Can I overload the compare (cmp()) function for a Lists ([]) index function?

X

xkenneth

Looking to do something similair. I'm working with alot of timestamps
and if they're within a couple seconds I need them to be indexed and
removed from a list.
Is there any possible way to index with a custom cmp() function?

I assume it would be something like...

list.index(something,mycmp)

Thanks!
 
X

xkenneth

Looking to do something similair. I'm working with alot of timestamps
and if they're within a couple seconds I need them to be indexed and
removed from a list.
Is there any possible way to index with a custom cmp() function?

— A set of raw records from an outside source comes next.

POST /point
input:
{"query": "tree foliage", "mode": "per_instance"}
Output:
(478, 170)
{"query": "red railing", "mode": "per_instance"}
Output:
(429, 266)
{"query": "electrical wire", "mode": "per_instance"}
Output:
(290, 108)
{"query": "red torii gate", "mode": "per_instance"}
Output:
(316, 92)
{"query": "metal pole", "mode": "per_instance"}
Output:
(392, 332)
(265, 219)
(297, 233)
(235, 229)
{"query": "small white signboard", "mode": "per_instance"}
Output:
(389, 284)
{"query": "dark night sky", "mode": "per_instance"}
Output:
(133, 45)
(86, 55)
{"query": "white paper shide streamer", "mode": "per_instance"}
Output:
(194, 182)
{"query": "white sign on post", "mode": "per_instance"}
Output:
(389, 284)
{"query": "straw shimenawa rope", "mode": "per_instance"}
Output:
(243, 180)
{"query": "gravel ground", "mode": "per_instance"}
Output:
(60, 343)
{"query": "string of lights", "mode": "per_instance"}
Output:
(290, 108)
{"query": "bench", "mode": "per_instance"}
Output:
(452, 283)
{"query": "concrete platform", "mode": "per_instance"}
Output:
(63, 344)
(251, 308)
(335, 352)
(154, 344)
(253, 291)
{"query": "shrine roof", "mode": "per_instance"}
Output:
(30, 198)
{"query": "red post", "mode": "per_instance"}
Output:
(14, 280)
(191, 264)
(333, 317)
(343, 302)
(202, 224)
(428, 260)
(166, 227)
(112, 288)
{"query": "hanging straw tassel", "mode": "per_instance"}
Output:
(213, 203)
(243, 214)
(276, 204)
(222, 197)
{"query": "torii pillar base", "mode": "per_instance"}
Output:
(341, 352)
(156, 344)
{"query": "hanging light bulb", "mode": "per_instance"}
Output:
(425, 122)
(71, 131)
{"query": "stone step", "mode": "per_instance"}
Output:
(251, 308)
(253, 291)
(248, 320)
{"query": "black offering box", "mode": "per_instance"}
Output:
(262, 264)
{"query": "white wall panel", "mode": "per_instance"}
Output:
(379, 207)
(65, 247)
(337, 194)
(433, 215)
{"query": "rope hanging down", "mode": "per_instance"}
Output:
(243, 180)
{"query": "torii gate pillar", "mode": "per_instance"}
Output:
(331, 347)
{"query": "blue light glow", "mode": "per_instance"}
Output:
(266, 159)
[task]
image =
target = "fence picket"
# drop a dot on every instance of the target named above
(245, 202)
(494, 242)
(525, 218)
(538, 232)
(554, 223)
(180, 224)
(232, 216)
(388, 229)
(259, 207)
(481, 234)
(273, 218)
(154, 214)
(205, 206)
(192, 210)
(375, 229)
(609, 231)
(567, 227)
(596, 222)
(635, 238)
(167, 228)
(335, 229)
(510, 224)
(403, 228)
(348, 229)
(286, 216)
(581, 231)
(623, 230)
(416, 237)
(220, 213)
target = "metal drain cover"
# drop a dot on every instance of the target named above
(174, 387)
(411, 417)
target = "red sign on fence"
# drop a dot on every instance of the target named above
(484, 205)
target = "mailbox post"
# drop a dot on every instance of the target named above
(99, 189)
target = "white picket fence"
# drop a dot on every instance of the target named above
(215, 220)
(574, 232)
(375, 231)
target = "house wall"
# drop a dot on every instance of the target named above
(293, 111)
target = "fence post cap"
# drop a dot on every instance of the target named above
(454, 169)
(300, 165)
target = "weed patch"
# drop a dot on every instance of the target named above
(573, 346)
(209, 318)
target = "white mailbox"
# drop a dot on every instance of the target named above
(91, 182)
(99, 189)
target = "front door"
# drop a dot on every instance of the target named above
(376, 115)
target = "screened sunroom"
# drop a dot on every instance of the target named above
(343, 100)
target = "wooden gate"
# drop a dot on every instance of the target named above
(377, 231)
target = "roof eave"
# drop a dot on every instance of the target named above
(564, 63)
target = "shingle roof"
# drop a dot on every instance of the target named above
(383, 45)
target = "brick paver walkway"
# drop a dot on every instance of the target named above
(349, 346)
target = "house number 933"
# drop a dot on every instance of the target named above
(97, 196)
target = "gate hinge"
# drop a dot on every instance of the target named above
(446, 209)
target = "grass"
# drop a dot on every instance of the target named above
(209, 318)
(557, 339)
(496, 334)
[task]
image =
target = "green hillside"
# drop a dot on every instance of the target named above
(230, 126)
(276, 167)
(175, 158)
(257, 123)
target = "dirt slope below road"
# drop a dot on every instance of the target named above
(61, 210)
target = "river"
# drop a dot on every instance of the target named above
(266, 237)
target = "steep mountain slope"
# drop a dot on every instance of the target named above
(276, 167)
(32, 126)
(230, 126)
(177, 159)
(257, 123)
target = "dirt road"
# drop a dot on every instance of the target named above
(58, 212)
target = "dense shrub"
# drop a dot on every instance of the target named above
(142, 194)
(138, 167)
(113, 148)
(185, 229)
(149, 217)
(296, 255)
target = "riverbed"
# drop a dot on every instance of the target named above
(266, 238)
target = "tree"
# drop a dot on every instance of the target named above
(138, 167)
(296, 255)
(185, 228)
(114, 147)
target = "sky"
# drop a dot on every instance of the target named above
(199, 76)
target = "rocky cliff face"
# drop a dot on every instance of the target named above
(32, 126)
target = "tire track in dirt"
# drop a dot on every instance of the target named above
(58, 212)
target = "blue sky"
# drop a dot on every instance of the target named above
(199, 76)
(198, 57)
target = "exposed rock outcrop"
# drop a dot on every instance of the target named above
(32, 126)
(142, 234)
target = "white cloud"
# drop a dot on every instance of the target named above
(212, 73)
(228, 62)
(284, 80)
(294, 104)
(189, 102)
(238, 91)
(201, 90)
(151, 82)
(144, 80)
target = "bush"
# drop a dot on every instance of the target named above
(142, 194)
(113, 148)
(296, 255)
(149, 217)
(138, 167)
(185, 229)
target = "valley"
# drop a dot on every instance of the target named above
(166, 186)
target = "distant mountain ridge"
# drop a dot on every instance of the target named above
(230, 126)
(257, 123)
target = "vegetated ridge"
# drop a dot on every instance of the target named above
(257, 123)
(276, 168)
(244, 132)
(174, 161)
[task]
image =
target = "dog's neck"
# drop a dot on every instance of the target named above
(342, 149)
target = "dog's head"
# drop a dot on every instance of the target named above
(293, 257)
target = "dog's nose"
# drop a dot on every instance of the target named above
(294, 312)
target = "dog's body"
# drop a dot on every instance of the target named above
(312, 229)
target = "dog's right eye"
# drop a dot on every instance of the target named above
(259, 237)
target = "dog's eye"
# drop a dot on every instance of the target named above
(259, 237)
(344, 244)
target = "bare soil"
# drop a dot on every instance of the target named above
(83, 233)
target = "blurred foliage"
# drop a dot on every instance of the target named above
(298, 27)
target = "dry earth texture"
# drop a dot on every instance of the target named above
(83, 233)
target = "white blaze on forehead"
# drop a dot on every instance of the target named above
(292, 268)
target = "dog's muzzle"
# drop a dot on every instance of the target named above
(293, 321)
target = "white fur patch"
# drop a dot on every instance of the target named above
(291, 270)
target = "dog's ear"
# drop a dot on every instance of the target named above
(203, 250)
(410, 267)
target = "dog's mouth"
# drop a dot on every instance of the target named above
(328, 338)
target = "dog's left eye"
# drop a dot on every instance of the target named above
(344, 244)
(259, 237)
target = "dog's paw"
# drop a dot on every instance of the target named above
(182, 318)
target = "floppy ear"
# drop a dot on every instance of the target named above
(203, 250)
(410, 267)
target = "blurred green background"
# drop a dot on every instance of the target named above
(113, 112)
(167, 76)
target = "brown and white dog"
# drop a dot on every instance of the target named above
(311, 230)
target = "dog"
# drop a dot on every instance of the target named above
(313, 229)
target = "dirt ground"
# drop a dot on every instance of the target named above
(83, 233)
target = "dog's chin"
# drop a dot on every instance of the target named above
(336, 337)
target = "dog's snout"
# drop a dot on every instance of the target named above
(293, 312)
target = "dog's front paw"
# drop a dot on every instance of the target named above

I assume it would be something like...

list.index(something,mycmp)

Thanks!

or can i just say....

list.index.__cmp__ = mycmp

and do it that way? I just want to make sure I'm not doing anything
evil.
 
I

irstas

Looking to do something similair. I'm working with alot of timestamps
and if they're within a couple seconds I need them to be indexed and
removed from a list.
Is there any possible way to index with a custom cmp() function?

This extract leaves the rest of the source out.